Riscos Associados Com Gêmeos MoMo (Monoamniotic Monochorionic)

Existem muitos riscos associados a uma gravidez gemelar, mas alguns deles afetam apenas certos tipos de gêmeos. Os gêmeos MoMo são múltiplos monozigóticos que se desenvolvem em um único saco amniótico compartilhado. Esta situação provoca risco para os bebês devido ao emaranhamento do cordão.

O que são gêmeos MoMo?

O termo MoMo é a abreviatura de Mono-Moniônico Monocorônico. Ele descreve gêmeos que se desenvolvem com um único córion e um único saco amniótico.

O saco amniótico é o saco de águas que contém o feto, enquanto o córion é a membrana externa.

Os gêmeos MoMo se desenvolvem a partir de uma combinação única de ovo / espermatozóide que se divide em dois. Quando a divisão é atrasada, geralmente cerca de uma semana após a concepção, o processo de crescimento de uma placenta, córion e saco amniótico já começou e os dois embriões se desenvolverão dentro de um único saco compartilhado. Apenas cerca de 1% das gestações gemelares ocorrerão dessa maneira. A maioria dos gêmeos monozigóticos se desenvolverá com sacos separados, ou às vezes com âmions separados dentro de um córion compartilhado. (Estes são descritos como monocoriônicos-diamnióticos ou MoDi).

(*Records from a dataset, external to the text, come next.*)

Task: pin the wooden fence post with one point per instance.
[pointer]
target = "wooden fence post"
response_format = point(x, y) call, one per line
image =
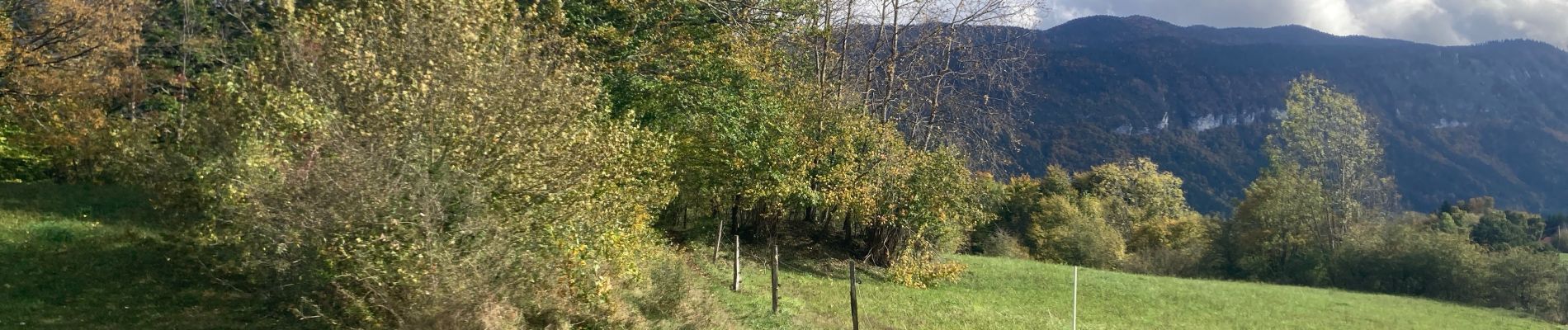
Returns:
point(1074, 298)
point(855, 309)
point(775, 277)
point(737, 265)
point(719, 239)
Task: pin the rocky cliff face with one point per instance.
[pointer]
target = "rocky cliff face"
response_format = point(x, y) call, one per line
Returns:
point(1487, 120)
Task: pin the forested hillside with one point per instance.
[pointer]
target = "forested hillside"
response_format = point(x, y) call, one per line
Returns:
point(585, 165)
point(1487, 120)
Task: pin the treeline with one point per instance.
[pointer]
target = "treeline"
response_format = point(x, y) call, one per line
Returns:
point(499, 165)
point(1322, 214)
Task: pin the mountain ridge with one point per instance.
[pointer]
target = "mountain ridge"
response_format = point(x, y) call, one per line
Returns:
point(1457, 120)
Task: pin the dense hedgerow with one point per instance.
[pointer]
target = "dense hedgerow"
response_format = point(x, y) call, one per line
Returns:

Como eles são diagnosticados

O ultra-som é a única maneira de detectar gêmeos MoMo. Durante uma gestação gemelar, a maioria das mães é rotineiramente monitorada com ultrassonografia. Os médicos procurarão a presença de uma membrana divisória para indicar que os gêmeos estão em sacos separados. A falta de uma membrana ou uma linha fina ou vaga pode levar a uma análise mais aprofundada para confirmar a situação.

Riscos

Os fetos gêmeos se conectam à placenta através de seus cordões umbilicais. Descansar juntos no mesmo saco os coloca em risco de emaranhamento do cordão ou compressão do cordão. Os cordões umbilicais fornecem uma corda vital para os bebês, fornecendo sangue e nutrientes que os ajudam a crescer e se desenvolver. Conforme os bebês se movem no útero, os cordões podem se cruzar ou se pressionar uns contra os outros, cortando o suprimento.

Pode ser uma situação com risco de vida. Quanto mais tempo os cordões estiverem entrelaçados, maior o risco de danos aos cordões e aumenta o risco de morte para um ou ambos os bebês.

Tratamento

Felizmente, a tecnologia moderna permite que os médicos observem bebês no útero e monitorem a situação. Ultrassonografias de alta resolução, imagens doppler e testes sem estresse ajudam a avaliar os sintomas e identificar possíveis problemas no cordão. O emaranhamento e a compressão do cordão geralmente são processos lentos, de modo que os pais e os cuidadores médicos têm tempo para tomar decisões. Algumas situações exigirão um acompanhamento tão rigoroso que a futura mãe deve permanecer hospitalizada.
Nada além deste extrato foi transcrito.